For formatting a date-time denoting 5 days ago the two formatters will be equivalent. They will not be equivalent for all possible dates, neither for formatting nor for parsing.
Let’s try them out:
DateTimeFormatter yyyyMmDd = DateTimeFormatter.ofPattern("yyyy-MM-dd");
int[] yearsToTest = { -900_000_000, -10_000, -2, 0, 1, 2017, 2099, 9999, 10_000, 900_000_000 };
for (int year : yearsToTest) {
LocalDate date = LocalDate.of(year, Month.DECEMBER, 2);
String dateFormattedIso = date.format(DateTimeFormatter.ISO_LOCAL_DATE);
String dateFormattedYyyyMmDd = date.format(yyyyMmDd);
String diff = dateFormattedIso.equals(dateFormattedYyyyMmDd) ? "Same" : "Different";
System.out.format("%-18s%-18s%s%n", dateFormattedIso, dateFormattedYyyyMmDd, diff);
}
The above snippet prints:
-900000000-12-02 +900000001-12-02 Different
-10000-12-02 +10001-12-02 Different
-0002-12-02 0003-12-02 Different
0000-12-02 0001-12-02 Different
0001-12-02 0001-12-02 Same
2017-12-02 2017-12-02 Same
2099-12-02 2099-12-02 Same
9999-12-02 9999-12-02 Same
+10000-12-02 +10000-12-02 Same
+900000000-12-02 +900000000-12-02 Same
So for formatting it seems they are equivalent for years in the common era (“AD”), but not for years before the common era. yyyy
respects that there is no year 0, so a year of 0 in the LocalDate
is rendered as year 1. It is understood that it is BCE, this information is not printed.
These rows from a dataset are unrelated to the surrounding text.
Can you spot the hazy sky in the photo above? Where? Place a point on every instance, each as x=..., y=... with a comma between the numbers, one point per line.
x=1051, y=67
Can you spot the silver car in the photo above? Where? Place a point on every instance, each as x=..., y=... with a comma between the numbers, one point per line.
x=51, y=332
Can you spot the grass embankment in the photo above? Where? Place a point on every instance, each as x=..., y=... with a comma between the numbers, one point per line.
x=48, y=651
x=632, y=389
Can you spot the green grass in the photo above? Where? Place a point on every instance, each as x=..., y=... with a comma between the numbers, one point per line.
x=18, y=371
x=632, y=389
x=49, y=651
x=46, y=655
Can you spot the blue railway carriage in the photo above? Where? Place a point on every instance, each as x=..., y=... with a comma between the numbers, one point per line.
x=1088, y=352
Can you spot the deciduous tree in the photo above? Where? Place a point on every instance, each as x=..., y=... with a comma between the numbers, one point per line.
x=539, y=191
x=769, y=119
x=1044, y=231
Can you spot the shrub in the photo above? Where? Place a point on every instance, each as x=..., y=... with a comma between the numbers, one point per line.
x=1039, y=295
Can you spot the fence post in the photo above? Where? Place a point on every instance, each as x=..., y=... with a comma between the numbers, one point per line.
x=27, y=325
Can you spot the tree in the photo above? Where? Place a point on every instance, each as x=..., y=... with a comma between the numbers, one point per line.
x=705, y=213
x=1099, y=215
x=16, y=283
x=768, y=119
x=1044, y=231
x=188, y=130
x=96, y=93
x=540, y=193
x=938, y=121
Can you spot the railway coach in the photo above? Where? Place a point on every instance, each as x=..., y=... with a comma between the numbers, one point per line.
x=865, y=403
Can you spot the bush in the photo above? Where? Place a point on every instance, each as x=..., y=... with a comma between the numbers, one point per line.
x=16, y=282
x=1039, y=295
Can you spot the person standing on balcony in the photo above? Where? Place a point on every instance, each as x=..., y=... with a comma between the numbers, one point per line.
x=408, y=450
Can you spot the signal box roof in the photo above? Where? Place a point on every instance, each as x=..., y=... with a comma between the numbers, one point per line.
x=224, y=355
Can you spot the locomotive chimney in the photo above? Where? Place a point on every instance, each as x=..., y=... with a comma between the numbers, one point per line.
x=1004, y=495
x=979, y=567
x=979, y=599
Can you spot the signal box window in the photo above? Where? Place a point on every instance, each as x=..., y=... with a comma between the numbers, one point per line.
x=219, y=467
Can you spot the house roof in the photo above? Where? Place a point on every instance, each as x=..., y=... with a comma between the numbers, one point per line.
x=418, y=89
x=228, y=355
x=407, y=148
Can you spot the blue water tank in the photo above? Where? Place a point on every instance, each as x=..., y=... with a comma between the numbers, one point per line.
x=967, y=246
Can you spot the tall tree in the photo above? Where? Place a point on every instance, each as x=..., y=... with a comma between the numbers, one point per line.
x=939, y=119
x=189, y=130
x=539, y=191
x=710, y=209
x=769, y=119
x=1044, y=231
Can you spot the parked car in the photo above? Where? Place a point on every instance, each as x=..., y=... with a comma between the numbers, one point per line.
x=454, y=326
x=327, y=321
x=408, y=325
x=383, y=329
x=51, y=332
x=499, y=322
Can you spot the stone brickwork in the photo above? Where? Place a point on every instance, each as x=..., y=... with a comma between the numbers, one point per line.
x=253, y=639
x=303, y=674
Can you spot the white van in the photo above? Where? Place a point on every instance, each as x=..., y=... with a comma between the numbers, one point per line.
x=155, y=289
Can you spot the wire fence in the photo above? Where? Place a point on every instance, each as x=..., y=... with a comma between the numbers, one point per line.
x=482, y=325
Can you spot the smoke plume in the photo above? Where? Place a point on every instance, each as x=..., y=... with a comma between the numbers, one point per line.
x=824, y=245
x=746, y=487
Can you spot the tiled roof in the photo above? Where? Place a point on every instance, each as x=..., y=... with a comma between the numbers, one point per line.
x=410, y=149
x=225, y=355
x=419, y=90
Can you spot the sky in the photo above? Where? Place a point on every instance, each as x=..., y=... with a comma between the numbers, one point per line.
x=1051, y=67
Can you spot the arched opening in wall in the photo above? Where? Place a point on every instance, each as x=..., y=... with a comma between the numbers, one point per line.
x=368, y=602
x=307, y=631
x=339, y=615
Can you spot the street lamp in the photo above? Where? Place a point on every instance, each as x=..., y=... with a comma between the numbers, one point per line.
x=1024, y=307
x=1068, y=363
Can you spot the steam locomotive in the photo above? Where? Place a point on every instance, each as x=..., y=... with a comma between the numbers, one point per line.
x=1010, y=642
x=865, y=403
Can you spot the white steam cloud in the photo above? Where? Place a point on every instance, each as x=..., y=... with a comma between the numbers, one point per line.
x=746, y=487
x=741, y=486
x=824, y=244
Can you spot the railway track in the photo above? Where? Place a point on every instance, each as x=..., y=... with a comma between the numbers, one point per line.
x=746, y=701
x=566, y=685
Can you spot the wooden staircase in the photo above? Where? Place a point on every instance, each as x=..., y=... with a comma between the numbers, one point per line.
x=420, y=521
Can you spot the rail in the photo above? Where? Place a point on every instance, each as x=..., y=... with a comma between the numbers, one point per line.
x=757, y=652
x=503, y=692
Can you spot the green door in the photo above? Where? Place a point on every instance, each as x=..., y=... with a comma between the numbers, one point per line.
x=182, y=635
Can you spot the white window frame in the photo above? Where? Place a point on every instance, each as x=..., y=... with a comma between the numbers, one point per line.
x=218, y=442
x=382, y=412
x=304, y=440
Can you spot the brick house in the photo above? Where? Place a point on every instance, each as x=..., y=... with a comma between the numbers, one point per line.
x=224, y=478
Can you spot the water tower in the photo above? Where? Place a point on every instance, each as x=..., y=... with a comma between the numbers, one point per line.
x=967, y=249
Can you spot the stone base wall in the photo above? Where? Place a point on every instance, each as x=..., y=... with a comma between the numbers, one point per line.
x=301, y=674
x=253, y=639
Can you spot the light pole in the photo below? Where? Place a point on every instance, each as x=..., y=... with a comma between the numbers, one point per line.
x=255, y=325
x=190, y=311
The ISO formatter takes the year literally, with sign and all.
You may obtain the behaviour of ISO_LOCAL_DATE
by using uuuu
instead of yyyy
.
“Local” here just means without time zone, in turn meaning that the time zone information from your ZonedDateTime
isn’t printed, which you wouldn’t have expected anyway.